十五話『自分の心』
レイナス王国の竜祭りはとても懐かしくなるような物が沢山あった。
夫婦椀や夫婦箸、深紅の甲冑、その全てが、この国に前世の世界を同じくする転生者が存在していたことを物語っている。
転生したのだと自覚してから、周りに振り回されながら気がつけば当たり前のようにカイの隣に立って彼を支えている自分の変化にびっくりだ。
たったひとりで、例え原作ゲームを知っていてもこの世界は見知らぬ異世界だった筈なのに、カイと手を繋いで歩くこの大地が私の生きる世界なのだと実感できるようになった。
空が次第に赤く染まっていく頃には、いたるところに設置された篝火や店先に吊るされたランプに火が入れられて、暖かな光が暗くなった大通りを斑に照らしていく。
「あー楽しかったぁ! うわぁ綺麗!」
執務屋に籠り、王太子妃として日々政務の書類と貴族相手の社交にと格闘ばかりしているせいか、運動不足の両足が疲労を訴えてきているけれど、心はレイナス王国の満天の星空のように晴れ渡っていた。
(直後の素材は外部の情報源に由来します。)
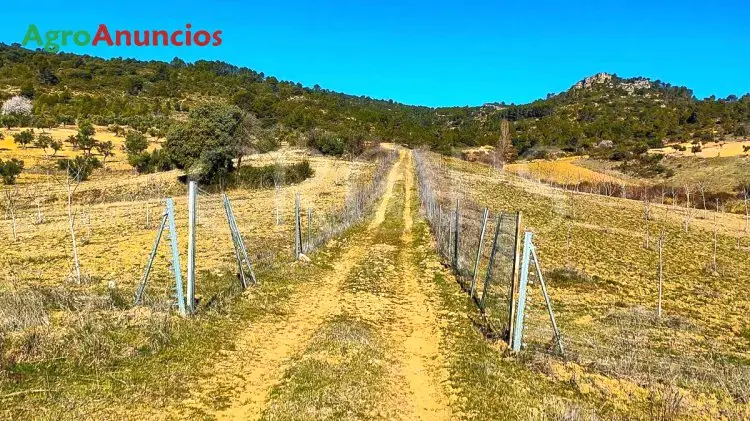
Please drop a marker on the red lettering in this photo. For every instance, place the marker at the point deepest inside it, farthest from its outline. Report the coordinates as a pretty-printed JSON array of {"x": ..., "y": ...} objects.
[
  {"x": 202, "y": 34},
  {"x": 188, "y": 35},
  {"x": 174, "y": 39},
  {"x": 119, "y": 35},
  {"x": 164, "y": 36},
  {"x": 102, "y": 34},
  {"x": 143, "y": 42}
]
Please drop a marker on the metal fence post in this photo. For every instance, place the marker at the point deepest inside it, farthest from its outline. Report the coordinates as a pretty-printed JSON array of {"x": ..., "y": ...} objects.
[
  {"x": 514, "y": 277},
  {"x": 142, "y": 286},
  {"x": 297, "y": 229},
  {"x": 518, "y": 330},
  {"x": 175, "y": 257},
  {"x": 241, "y": 243},
  {"x": 547, "y": 300},
  {"x": 485, "y": 214},
  {"x": 192, "y": 202},
  {"x": 309, "y": 229},
  {"x": 457, "y": 238},
  {"x": 238, "y": 257},
  {"x": 488, "y": 278}
]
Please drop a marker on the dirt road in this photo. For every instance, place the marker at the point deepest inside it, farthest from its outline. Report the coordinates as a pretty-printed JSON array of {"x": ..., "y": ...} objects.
[{"x": 375, "y": 286}]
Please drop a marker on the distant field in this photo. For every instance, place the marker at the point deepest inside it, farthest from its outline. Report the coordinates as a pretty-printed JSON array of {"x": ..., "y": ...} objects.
[
  {"x": 563, "y": 171},
  {"x": 37, "y": 161},
  {"x": 603, "y": 283},
  {"x": 708, "y": 149}
]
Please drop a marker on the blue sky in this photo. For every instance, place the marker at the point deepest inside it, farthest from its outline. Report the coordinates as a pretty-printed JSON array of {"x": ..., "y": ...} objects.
[{"x": 435, "y": 53}]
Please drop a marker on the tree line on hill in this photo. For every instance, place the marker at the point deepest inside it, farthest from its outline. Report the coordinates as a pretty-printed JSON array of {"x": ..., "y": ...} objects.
[{"x": 155, "y": 97}]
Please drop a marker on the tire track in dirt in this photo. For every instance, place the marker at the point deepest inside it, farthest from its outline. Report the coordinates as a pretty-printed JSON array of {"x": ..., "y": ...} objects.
[
  {"x": 240, "y": 382},
  {"x": 422, "y": 365}
]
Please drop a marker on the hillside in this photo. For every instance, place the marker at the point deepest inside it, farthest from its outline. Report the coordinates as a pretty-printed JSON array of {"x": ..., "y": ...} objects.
[{"x": 631, "y": 113}]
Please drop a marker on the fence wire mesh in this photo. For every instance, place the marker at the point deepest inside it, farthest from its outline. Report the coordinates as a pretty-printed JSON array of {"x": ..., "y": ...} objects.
[{"x": 484, "y": 263}]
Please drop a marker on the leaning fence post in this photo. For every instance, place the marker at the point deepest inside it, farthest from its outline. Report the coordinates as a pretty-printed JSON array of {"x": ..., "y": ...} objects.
[
  {"x": 514, "y": 277},
  {"x": 309, "y": 229},
  {"x": 175, "y": 257},
  {"x": 547, "y": 300},
  {"x": 241, "y": 243},
  {"x": 518, "y": 330},
  {"x": 488, "y": 278},
  {"x": 485, "y": 214},
  {"x": 192, "y": 202},
  {"x": 297, "y": 245},
  {"x": 142, "y": 286},
  {"x": 241, "y": 271}
]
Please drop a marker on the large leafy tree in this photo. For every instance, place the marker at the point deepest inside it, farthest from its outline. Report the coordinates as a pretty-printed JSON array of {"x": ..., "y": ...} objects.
[{"x": 207, "y": 143}]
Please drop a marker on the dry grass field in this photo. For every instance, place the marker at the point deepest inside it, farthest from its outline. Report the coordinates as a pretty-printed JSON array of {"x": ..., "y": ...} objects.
[
  {"x": 563, "y": 171},
  {"x": 52, "y": 325},
  {"x": 374, "y": 326},
  {"x": 39, "y": 162},
  {"x": 709, "y": 149}
]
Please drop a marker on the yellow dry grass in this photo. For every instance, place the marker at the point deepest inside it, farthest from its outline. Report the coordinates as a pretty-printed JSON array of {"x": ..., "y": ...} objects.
[
  {"x": 562, "y": 171},
  {"x": 114, "y": 243},
  {"x": 38, "y": 162},
  {"x": 708, "y": 149},
  {"x": 603, "y": 284}
]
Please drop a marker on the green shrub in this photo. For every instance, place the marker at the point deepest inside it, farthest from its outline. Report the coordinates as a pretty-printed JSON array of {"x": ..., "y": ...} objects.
[
  {"x": 10, "y": 169},
  {"x": 260, "y": 177},
  {"x": 79, "y": 168}
]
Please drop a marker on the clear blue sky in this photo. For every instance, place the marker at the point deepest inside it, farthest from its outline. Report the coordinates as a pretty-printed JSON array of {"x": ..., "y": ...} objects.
[{"x": 435, "y": 53}]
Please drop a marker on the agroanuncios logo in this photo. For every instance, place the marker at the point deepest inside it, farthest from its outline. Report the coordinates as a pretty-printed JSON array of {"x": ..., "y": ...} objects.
[{"x": 53, "y": 40}]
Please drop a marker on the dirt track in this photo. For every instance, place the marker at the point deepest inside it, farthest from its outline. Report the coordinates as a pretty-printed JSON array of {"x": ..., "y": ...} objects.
[{"x": 243, "y": 383}]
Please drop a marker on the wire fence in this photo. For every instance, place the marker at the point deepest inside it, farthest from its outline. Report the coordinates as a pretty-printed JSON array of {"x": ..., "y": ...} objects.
[
  {"x": 627, "y": 343},
  {"x": 479, "y": 245}
]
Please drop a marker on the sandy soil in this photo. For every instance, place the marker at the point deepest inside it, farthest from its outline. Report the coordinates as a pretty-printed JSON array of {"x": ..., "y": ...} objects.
[{"x": 243, "y": 378}]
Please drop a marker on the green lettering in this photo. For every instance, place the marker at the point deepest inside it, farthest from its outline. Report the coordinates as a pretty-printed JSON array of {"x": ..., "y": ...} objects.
[
  {"x": 82, "y": 38},
  {"x": 32, "y": 34}
]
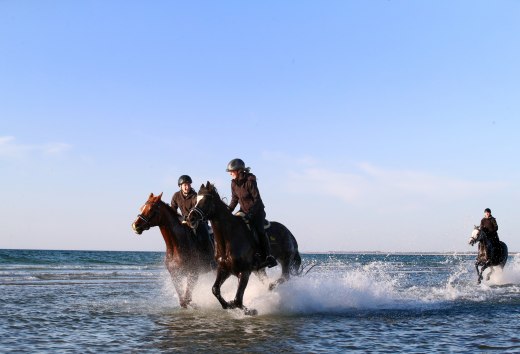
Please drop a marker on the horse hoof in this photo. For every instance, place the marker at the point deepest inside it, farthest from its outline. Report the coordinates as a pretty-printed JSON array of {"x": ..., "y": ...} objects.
[
  {"x": 250, "y": 312},
  {"x": 231, "y": 305}
]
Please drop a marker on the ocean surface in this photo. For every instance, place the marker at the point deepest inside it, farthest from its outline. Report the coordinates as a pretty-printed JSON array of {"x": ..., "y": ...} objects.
[{"x": 78, "y": 301}]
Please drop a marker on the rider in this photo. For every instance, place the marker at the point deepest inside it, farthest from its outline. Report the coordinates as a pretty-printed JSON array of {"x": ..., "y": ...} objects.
[
  {"x": 185, "y": 199},
  {"x": 489, "y": 225},
  {"x": 244, "y": 191}
]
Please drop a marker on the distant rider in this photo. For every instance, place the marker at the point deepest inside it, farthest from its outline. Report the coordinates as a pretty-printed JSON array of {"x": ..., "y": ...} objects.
[
  {"x": 185, "y": 199},
  {"x": 489, "y": 225},
  {"x": 244, "y": 191}
]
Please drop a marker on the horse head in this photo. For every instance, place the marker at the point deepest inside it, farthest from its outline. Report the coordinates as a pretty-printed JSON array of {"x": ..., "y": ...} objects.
[
  {"x": 149, "y": 215},
  {"x": 476, "y": 235},
  {"x": 205, "y": 207}
]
夜になっても賑わいが衰えない大通りの様子を肩を寄せ会うようにして、その景色を眺めればこうして二人で過ごせる幸せにつつまれる。
レイナス王国に来てから、カイに馴れ馴れしく接するガブリエラ王女にイライラして悩んでいた。
社交の一貫だとわかっているのに、カイに触れるガブリエラ王女の手を振り払い、私の夫に触れないで! 言ってしまいそうな自分の衝動を押さえつける。
レイナス王国に来て自分がこれほど嫉妬深いのだと初めて思い知った。
「そうだな、ローズウェル王国とは違って星が近い気がするな」
そう言って隣で楽しそうに微笑むの頬になんとなく唇を寄せると、カイが驚いたように目を見開いた。
まぁ驚くよね、私からあまりこういうことはしないから。
「リシャ……覚えてろよ?」
ニヤリと笑ったカイに身の危険を感じつつ、私達は城へと戻った。